Le choix du plastique, matière jetable et omniprésente, renvoie au "septième continent" – ce vortex de déchets plastiques dans nos océans. Ce symbole amplifie le propos écologique et souligne le paradoxe de notre époque : une société qui consume avidement, jette sans remords, et engendre des ruines écologiques irréversibles. La bonbonne, jetable et déshumanisée, devient une métaphore de l’oubli : celui des vies sacrifiées, des guerres occultées, des ressources surexploitées.

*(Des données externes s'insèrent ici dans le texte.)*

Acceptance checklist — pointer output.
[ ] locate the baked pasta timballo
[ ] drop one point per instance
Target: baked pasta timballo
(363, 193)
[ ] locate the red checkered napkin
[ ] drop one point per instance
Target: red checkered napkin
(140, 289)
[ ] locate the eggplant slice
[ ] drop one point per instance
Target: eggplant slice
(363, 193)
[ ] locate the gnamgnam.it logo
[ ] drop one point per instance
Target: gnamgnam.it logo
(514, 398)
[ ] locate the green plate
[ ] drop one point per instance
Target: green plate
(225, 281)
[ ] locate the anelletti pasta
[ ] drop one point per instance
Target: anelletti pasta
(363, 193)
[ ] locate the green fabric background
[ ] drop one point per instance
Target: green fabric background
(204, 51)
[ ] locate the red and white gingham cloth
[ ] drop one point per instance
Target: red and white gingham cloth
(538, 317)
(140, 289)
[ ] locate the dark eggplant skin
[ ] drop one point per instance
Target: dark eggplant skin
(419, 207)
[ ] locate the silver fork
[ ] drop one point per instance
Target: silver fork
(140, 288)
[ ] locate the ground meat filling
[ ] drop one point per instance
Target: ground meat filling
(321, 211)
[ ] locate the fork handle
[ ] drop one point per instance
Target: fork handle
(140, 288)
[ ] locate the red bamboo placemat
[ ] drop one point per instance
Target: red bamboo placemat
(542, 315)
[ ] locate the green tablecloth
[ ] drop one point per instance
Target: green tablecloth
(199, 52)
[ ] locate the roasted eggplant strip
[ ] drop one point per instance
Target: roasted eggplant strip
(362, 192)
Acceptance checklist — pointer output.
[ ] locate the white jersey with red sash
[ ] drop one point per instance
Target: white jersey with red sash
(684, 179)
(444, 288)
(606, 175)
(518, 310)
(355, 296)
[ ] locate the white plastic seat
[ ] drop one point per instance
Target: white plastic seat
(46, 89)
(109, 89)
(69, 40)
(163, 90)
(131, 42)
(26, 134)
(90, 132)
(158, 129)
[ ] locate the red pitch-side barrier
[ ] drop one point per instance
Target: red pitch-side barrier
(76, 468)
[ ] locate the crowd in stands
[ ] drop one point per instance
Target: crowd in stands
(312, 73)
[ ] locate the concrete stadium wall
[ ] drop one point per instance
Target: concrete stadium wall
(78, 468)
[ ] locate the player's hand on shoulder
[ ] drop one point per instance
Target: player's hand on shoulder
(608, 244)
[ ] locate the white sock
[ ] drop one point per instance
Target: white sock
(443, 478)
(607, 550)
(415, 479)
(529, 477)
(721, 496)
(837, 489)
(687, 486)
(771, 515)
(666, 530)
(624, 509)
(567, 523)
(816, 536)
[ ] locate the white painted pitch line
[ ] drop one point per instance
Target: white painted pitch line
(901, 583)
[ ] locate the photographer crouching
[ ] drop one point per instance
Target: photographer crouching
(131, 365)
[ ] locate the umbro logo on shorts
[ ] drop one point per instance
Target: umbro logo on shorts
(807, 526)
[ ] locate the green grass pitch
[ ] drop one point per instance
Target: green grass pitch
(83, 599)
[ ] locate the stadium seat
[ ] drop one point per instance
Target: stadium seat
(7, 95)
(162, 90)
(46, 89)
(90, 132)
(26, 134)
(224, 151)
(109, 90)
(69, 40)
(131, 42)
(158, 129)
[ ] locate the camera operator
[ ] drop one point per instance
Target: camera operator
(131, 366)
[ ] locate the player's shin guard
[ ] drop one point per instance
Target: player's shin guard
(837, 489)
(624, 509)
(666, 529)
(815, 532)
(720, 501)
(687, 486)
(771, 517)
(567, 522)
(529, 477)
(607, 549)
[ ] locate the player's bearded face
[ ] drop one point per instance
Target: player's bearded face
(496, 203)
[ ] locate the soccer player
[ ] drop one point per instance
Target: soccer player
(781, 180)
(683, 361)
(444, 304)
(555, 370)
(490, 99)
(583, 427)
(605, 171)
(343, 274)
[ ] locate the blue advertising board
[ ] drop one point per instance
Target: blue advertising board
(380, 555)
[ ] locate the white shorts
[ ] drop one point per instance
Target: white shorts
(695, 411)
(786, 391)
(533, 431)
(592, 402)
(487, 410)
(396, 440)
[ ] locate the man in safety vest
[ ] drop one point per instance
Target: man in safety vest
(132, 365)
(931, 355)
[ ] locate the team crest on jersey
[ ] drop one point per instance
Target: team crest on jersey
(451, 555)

Les symboles et les matières sont manipulées pour provoquer un inconfort profond. La fontaine dorée, apparemment luxueuse, reflète une réalité sordide. L’or brille, mais c’est le sang qui nourrit ce monument. L’eau, source de vie, est ici remplacée par le fluide vital des victimes, dénonçant une logique capitaliste qui réduit l’humain à une ressource.
Cette œuvre n’est pas qu’une critique ; elle invite à interroger notre rôle dans cette mécanique globale où la guerre et la consommation s’alimentent mutuellement. Face à ce monument, la question demeure : combien de sang faudra-t-il encore verser pour alimenter cette méga-machine ?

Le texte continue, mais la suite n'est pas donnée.